Billboard for Facebook Live |
If it’s good enough for one of the most data-driven digital companies in the world, it should be good enough for your organization. Even Facebook, which could reach millions of people with one click on its own platform, utilizes old school marketing. As I was driving to work on the 210 Freeway in Los Angeles one morning, I noticed a new billboard. I always enjoy critiquing billboards for their marketing value and messaging, so I pay attention and analyze billboards more than the average Joe Public I would imagine. This one caught my eye though because it was a billboard for Facebook Live. Wait, what?! On the surface you might think that’s the equivalent of Apple CEO Tim Cook opting to pick up his rotary phone in his office to slowly whip his finger around the dial to make a call to the operator instead of using his iPhone. But it makes perfect sense upon further scrutiny. In fact, it was a great reminder that even in a digital world, old school marketing techniques are still essential. A billboard, which is basically just a really large flyer, can’t possibly provide the detailed analytics we all crave these days. We will never know how many impressions, shares, likes, or comments a billboard or flyer will get, but we do know they still work. It’s simple, put your message on a piece of paper, and place it where people will see it.
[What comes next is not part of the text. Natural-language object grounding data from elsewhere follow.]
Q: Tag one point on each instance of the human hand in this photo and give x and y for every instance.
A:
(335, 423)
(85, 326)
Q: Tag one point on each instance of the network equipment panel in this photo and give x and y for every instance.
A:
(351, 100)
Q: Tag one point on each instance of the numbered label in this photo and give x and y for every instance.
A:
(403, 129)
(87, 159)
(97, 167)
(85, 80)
(T: If you do want some type of analytics from a flyer, billboard, or newsletter, create and use a unique website URL that is only on that specific flyer to track traffic from that source.)
Innovation Comes In Many Forms |
I recently started placing my school district’s newsletter above the urinals in the district office. It takes little to no time to tape it up, and people who have never read our newsletter are now asking when the new one will be up. Sometimes we get caught up in our Facebook followers, number of retweets, and forget, we are missing a large audience that isn’t connected on social media like we are. Or, we are missing a great opportunity to repeat our message, and hope it sinks in. Repetition is important when you are marketing and branding. Coke doesn’t run a commercial once and call it a day. Repetition is the reason we can all finish this catchy tag line, “Give me a break, give me a break, break me off... can you finish it??? It’s also the reason we hear the phone number in radio commercials at least three times in one single 30 second ad, or why we all know exactly where to apply Head On…
At Arcadia High School the students are very smart. Not only are many of them matriculating to all those prestigious Ivy league schools, but even as most are on the cutting edge of technology and early and eager adopters, they still create simple 8.5x11 paper flyers to advertise clubs, prom, concerts, soccer tryouts, etc. Why? They could easily send something out on Snapchat or Instagram and have hundreds of their peers see their flyer in minutes. So, why? Because they are smart. They know that hundreds of students are walking through the quad at all hours of the day, almost every day of the week. It works. It can also help provide a great reminder for people, as they see your message online and in person, and they see it multiple times. Repetition is key for marketing. “A piece of that Kit Kat bar,” is the obvious answer you knew thanks to repetition. Unless you're Andy Bernard from my favorite show of all-time, The Office.
Continue all of your digital and social media marketing, but don’t forget to take a few seconds and double up those efforts with some old school flyers. If you’re now creating an electronic newsletter, why not print some out and place them in your lobby, in employee mailboxes, email blasts, on the break room refrigerator, or better yet, above the urinal. Be creative with your marketing, and understand that creative doesn’t always equal new school technology.
Even in our data-driven digital world with analytics just a swipe away, old school marketing is still essential. Even in our data-driven digital world with analytics just a swipe away, old school marketing is still essential.